| name | monoco_atom_doc_extract |
| description | Extract documents to WebP pages for VLM analysis - Convert PDF, Office, Images to standardized WebP format |
| type | atom |
Document Extraction
Extract documents to WebP pages suitable for Vision Language Model (VLM) analysis.
When to Use
Use this skill when you need to:
- Analyze PDF documents with visual capabilities
- Process Office documents (DOCX, PPTX, XLSX) for content extraction
- Convert images or scanned documents to page sequences
- Handle documents from ZIP archives
Commands
Extract a document:
monoco doc-extractor extract <file_path> [--dpi 150] [--quality 85] [--pages "1-5,10"]
List extracted documents:
monoco doc-extractor list [--category pdf] [--limit 20]
Search documents:
monoco doc-extractor search <query>
Show document details:
monoco doc-extractor show <hash_prefix>
monoco doc-extractor cat <hash_prefix>
Parameters
| Parameter | Default | Description |
|---|
--dpi | 150 | DPI for rendering (72-300) |
--quality | 85 | WebP quality (1-100) |
--pages | all | Page range (e.g., "1-5,10,15-20") |
Output
Documents are stored in ~/.monoco/blobs/{sha256_hash}/:
source.{ext} - Original file
source.pdf - Normalized PDF
pages/*.webp - Rendered page images
meta.json - Document metadata
Example
monoco doc-extractor extract ./report.pdf --dpi 200 --quality 90
monoco doc-extractor extract ./presentation.pptx --pages "1-10"

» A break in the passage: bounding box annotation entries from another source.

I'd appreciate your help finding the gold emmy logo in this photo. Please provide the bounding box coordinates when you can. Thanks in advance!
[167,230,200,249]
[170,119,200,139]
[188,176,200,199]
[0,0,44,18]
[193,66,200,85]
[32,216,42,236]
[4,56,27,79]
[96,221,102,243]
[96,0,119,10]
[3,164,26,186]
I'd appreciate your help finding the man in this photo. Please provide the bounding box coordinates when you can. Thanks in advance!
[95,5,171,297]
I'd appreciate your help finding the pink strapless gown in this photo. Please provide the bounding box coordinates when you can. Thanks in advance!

monoco doc-extractor list --category pdf
monoco doc-extractor show a1b2c3d4
Best Practices
- Use
--dpi 200 or higher for documents with small text
- Use
--quality 90 for better image quality (larger files)
- Extracted documents are cached by content hash - re-extraction is instant
- Archives (ZIP) are automatically extracted and processed